В чем тут дело? Где кончаются права
постановщика? Что должно их ограничивать?
Гротовский:
Стремление
к построению спектакля как произведения,
вдохновленного драмой, но автономного,
являющегося как бы нашим откликом на
побудительный стимул, каковым является
текст, — словом, создание представления
вокруг текстовой материи с той же самой
свободой, с какой, например, Леонардо
да Винчи творил портрет Джоконды вокруг
персоны Джоконды, — эта возможность
была фактически открыта в нашем веке
Мейерхольдом.

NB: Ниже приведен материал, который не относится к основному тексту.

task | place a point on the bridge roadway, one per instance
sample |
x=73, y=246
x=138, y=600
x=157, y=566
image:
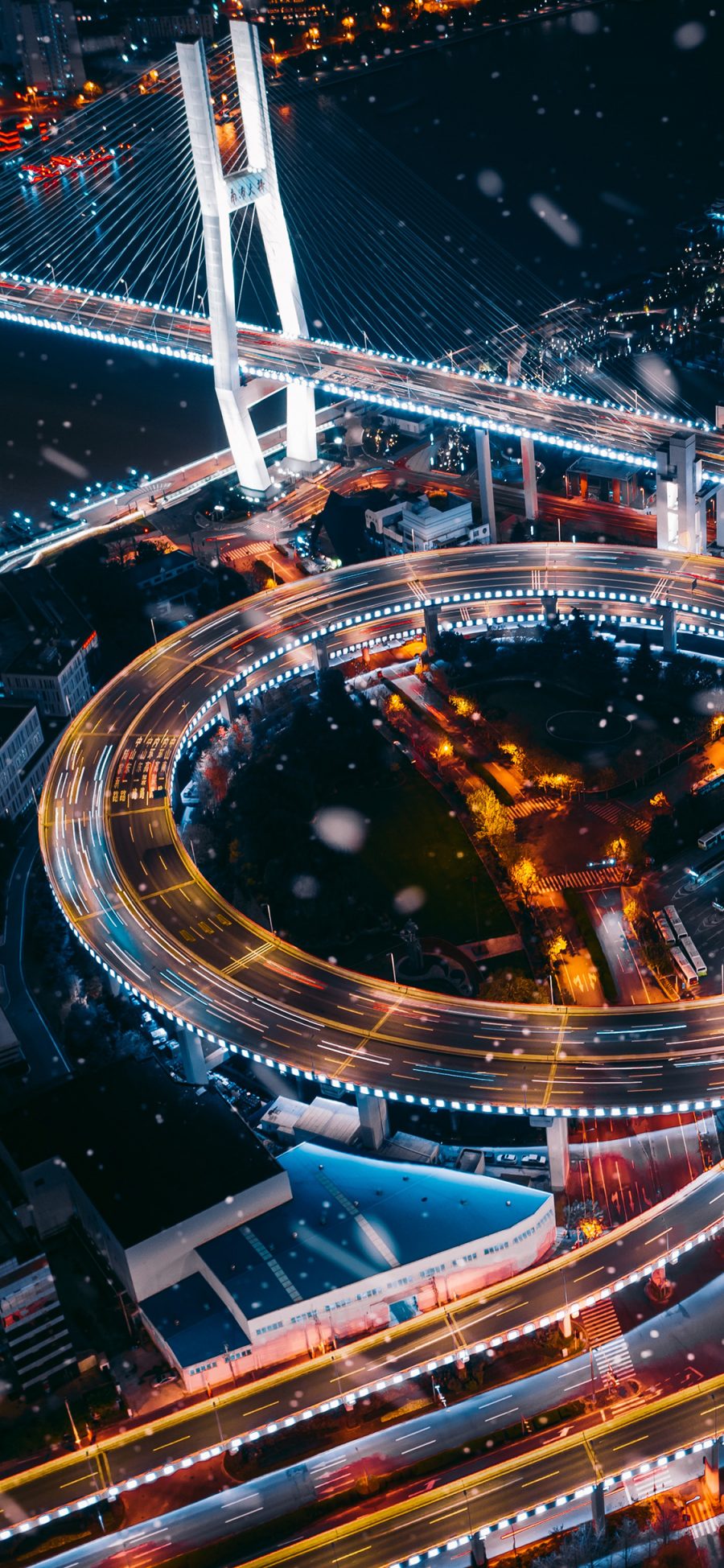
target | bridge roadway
x=132, y=894
x=450, y=394
x=400, y=1353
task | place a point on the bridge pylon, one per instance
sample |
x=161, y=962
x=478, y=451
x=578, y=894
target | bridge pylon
x=220, y=196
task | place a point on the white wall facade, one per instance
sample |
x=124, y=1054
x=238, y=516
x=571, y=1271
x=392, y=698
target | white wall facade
x=362, y=1307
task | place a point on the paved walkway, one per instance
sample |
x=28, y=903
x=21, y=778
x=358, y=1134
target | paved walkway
x=41, y=1049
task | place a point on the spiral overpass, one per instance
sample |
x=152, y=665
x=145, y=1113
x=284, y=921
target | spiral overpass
x=138, y=903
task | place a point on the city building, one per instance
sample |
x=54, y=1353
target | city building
x=26, y=748
x=33, y=1328
x=400, y=525
x=46, y=645
x=41, y=41
x=232, y=1255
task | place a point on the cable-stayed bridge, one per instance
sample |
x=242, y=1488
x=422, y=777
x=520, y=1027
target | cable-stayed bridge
x=188, y=215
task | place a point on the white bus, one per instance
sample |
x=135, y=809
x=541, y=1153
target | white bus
x=674, y=920
x=693, y=957
x=685, y=971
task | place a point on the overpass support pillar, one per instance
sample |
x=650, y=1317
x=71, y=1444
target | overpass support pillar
x=302, y=422
x=557, y=1137
x=373, y=1120
x=714, y=1471
x=486, y=496
x=215, y=201
x=599, y=1508
x=193, y=1059
x=679, y=513
x=530, y=484
x=669, y=629
x=320, y=654
x=431, y=629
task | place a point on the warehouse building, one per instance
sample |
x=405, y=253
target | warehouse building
x=243, y=1258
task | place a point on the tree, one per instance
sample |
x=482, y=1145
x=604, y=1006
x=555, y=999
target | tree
x=492, y=821
x=524, y=875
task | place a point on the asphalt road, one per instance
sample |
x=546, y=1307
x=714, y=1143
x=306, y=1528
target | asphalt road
x=137, y=900
x=345, y=372
x=43, y=1052
x=538, y=1475
x=486, y=1321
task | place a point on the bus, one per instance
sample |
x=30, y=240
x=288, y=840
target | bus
x=709, y=784
x=714, y=836
x=674, y=920
x=707, y=869
x=693, y=957
x=685, y=971
x=664, y=927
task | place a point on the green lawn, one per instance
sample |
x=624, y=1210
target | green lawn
x=414, y=842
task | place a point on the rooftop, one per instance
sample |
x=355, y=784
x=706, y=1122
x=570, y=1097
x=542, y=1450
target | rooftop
x=193, y=1321
x=11, y=717
x=353, y=1217
x=146, y=1150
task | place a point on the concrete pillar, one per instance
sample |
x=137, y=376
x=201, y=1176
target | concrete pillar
x=679, y=515
x=215, y=212
x=302, y=421
x=599, y=1507
x=669, y=629
x=720, y=516
x=530, y=482
x=714, y=1471
x=484, y=480
x=193, y=1059
x=320, y=654
x=557, y=1137
x=431, y=629
x=373, y=1120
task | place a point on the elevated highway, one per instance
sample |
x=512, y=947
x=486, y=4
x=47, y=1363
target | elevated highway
x=140, y=905
x=550, y=418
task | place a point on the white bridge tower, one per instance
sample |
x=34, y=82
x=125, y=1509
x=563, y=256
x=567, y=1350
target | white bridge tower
x=220, y=196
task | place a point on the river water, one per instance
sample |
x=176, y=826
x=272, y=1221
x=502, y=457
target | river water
x=607, y=122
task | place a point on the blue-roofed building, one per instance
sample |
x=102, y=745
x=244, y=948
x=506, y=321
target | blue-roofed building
x=361, y=1244
x=193, y=1327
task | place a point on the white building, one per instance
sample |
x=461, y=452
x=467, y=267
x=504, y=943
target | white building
x=26, y=751
x=232, y=1255
x=397, y=527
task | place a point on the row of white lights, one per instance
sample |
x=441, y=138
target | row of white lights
x=337, y=389
x=309, y=1075
x=514, y=1521
x=378, y=1386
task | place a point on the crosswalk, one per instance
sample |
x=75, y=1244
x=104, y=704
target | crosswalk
x=603, y=877
x=530, y=805
x=603, y=1335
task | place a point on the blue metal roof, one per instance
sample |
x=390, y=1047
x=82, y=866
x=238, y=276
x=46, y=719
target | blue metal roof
x=193, y=1321
x=353, y=1217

Несколько позднее к тому
же призывал во Франции Арто. Но я
должен тут оговориться, что творчество
театра, освобожденного от мертвого
пиетета по отношению к драматической
литературе, не означает замену одной
литературы другой. Было время, когда
я, что называется, дописывал тексты
классических драм, однако позже
начал понимать, что такое предприятие
является попыткой творчества не в
области театра, а в области литературы,
и к тому же попыткой человека, в этой
области совершенно некомпетентного.
Монтаж
текста, монтаж слов с действенным
поведением играющих людей, лепка в
движении физических импульсов и
реакций, лепка из материала слов
живой речи вместе с ее акустикой —
вот это, и именно это, является сферой
творчества в театре, его владениями.